I think arguing for the academic importance is the first step. My first post in response to complaints calling for local history to be thrown out along with driver's ed and such. I think I successfully argued that local history has academic merit beyond those subjects. Removing local history from the IHSA distribution would likely be much more difficult than getting rid of the seemingly immovable driver's ed. So, I am suggesting that local history can be improved to better satisfy both sides.Okay, again (and if I could write this in OVER 9000 point font, I would) saying of a topic "it's important" and leaving it at that does not constitute a valid claim that something should come up. I believe you that the I&M Canal is historically important. It doesn't follow at all that we can (must less ought to) ask good questions on it. You just keep coming back to this argument; it remains under the same (seemingly damning) criticisms because you don't answer them. In addition to something being important, a topic has to have a wide variety of interesting, important clues about it that people know at differing levels in order to be an answer; that's really just how it is.
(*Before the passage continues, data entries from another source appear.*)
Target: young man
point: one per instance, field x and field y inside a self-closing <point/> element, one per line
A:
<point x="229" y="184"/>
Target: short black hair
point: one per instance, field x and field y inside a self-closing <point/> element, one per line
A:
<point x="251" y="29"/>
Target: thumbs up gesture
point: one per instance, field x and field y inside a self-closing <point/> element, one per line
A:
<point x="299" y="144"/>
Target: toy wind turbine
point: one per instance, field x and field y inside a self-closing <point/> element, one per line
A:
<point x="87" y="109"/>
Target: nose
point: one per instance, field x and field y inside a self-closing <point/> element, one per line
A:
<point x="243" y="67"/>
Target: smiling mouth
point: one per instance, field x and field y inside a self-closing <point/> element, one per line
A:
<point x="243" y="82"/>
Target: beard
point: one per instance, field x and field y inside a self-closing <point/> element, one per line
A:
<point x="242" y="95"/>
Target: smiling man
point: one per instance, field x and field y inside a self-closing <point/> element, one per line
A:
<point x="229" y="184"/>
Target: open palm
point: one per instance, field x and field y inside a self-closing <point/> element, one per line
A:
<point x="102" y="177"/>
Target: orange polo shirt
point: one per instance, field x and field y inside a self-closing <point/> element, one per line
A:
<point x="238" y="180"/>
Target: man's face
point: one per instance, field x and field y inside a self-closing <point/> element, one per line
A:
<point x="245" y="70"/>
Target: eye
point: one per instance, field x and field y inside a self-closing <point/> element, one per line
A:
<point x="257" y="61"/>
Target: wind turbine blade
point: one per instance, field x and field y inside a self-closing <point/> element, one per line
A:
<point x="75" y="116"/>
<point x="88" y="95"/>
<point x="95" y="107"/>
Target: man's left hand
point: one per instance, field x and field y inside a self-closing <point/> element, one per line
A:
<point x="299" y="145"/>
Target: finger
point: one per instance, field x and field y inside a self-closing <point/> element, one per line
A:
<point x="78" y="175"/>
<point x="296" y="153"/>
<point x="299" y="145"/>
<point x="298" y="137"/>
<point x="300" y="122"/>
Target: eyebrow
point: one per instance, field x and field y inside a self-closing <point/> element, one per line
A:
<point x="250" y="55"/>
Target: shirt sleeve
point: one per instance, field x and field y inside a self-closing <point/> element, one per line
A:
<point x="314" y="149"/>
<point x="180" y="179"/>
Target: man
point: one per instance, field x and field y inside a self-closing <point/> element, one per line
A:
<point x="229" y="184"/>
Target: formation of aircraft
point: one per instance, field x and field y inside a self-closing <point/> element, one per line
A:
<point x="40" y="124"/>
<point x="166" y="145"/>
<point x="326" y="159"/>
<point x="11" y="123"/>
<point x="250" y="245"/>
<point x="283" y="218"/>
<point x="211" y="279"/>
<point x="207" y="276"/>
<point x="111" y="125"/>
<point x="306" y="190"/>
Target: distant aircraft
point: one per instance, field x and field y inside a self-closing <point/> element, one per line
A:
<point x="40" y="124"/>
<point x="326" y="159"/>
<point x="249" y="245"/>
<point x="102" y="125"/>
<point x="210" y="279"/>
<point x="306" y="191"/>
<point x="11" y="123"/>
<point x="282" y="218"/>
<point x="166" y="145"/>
Let's look at that last sentence. You say that a question needs a wide variety of interesting and important (there's that word again) clues. I agree. Importance is no problem. I think I've shown that these things are important. Interesting is rather subjective. I can't say that I find all quizbowl questions interesting, but if broad history questions can be interesting, so can local ones. I have given a handful of potential clues for many of the topics above, and have related those topics to other topics already asked (an I&M canal question can be written in the same way as an Erie Canal question). Your real issue seems to be that you don't think people know local history with enough depth to merit pyramidal questions. That's the rub, right?
I didn't think that I needed to argue that people obtain knowledge locally. There's a higher probability that someone from Illinois will know multiple things about the Illini, for instance than a certain painting or novel. They may have learned about it in class, written a paper on it, gone to a local museum, read a historical marker, or looked it up after the recent Illini mascot issues. It's tough to prove that people know these things without seeing such questions in action, so writing about clues, importance, and accessibility seems to be what we're stuck with at this point. But I do plan on writing these question up and getting feedback on them.
To further prove the point. Lots of clues can be written about the Illini. It's not just a giveaway like it may seem to you. The Illini do not have a lot of famous leaders because they were mostly gone by the time Americans moved into the region in large numbers. The question would mostly have to be written based on their associations. A question might start by noting that a member of this confederation killed Pontiac in 1769. I haven't looked, but I'm sure I could find a primary source clue or two about that. French explorers interacted with them, so there are likely some clues there. Middle clues might have more to do with relative geography. "They traded with the Ojibwa or Chippewa to the north and the Quapaw to the south." From there you might mention the constituent tribes "Consisting of the Michigamea, Tamaroa, Cahokia, and Kaskaskia, what is this loose confederation of Algonquin tribes the mascot of the University of Illinois?" Now I have not done the research or thought much about the ordering of clues, but there is a lot to write clues about and multiple places to buzz. I seem to recall an NAQT question (possibly many years ago) about the Utes that was probably written in a similar way with a similar giveaway.